• zifnab25 [he/him, any]
    ·
    9 months ago

    if they and the rest of their generation keep using a word how they understand it

    Eventually, I'll be dead and I won't care.

    the people who write the dictionaries are forced to update their dictionaries to reflect popular usage

    They absolutely are not. Dictionaries are notorious for hanging on to definitions decades out of date and failing to include new words until they've been in circulation for just as long.

    so if a bunch of teenagers decide that "boomer" means anyone 20 years older than them, then that's fine.

    Or maybe it won't be, as the generation after that considers it a vulgar slur and shames folks for its use (not unlike how the r-word went from a casual invective to bannable offense).

    Even then, internet slang has a habit of gaining and losing fashion relatively quickly. You don't see many Zoomers using the terms "Epic" or "133+" casually anymore, so there's no reason to remind someone of the original terminology for long-form poetry or non-numeric terms of speech.

    After all, I used to be with ‘it’, but then they changed what ‘it’ was. Now what I’m with isn’t ‘it’ anymore and what’s ‘it’ seems weird and scary.

    It’ll happen to you!

    • Tachanka [comrade/them]
      hexagon
      ·
      9 months ago

      the r-word went from a casual invective to bannable offense

      that's perfect proof of what I was talking about. Popular usage changed the meaning of that word from a medical description, to a casual invective, to a slur. You can see charities and such from the 1960s dedicated to helping "r word" children. Dictionaries have been updated to this effect too:

      CW: slur

      Show

      • zifnab25 [he/him, any]
        ·
        9 months ago

        Popular usage changed the meaning of that word from a medical description, to a casual invective, to a slur.
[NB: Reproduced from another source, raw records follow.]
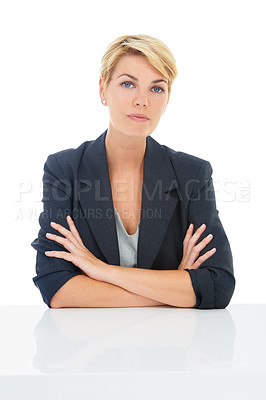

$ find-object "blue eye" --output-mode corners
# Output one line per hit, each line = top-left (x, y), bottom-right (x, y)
(153, 86), (164, 93)
(122, 82), (132, 88)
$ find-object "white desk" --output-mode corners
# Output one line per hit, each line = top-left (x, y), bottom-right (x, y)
(0, 304), (266, 400)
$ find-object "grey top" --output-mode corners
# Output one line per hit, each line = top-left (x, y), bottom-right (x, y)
(114, 207), (140, 267)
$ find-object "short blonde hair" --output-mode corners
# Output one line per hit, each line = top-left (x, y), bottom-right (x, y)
(100, 35), (178, 100)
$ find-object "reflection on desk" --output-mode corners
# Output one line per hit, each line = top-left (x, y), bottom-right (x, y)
(0, 305), (266, 400)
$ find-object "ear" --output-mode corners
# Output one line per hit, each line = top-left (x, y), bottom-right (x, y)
(99, 77), (105, 103)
        Popular usage exaggerates the meaning from a mild medical descriptive to a slur. But the original meaning was couched within the language of eugenics, and was already a basis for cruel and clumsy medical policy. What ultimately changed was the explicit terminology applied to populations for the purpose of segregating, sterilizing, and exterminating whole populations. All that was left over was a school yard taunt that echoed the policies of a prior generation.

        You can see charities and such from the 1960s dedicated to helping "r word" children.

        Certainly fundraising off of it.

        However, in the modern moment, what we've seen has been a shift from using the r-word to bandying about the terms "autism" and "Aspergers". These are fundamentally descriptions for overlapping conditions and their invective forms are even more broad based - intended to belittle any form of neurodivergence or social maladaption.

        But this is exactly why scolding people for incorrect usage is often necessary. Confusing the terminology forces it out of proper usage and occludes the history that made the phrasing so dangerous to begin with. Its very difficult to even discuss historical eugenic policy (much less attempts to revive it in the modern era under euphemistic language), much less why it was such an abysmal methodology and why serious academics and activists discourage people from backwards attempts to categorize people in the modern day, if we have to constantly re-establish the definition of old words. Or, even worse, dodge censors whenever we cite historical works.

        To bring all this back to "boomer", losing sight of the root terminology means losing sight of the socio-economic history around the term. The whole reason for the casual "OK, Boomer" retort stemmed from the enormous volume of mass media geared towards vilifying GenX and Millennials for failing to achieve economic roadmarks common to the prior generation.

        It wasn't just "Lolz, taste in music" or generic commentary on age. It was an entire zeitgeist being contrasted with the current moment.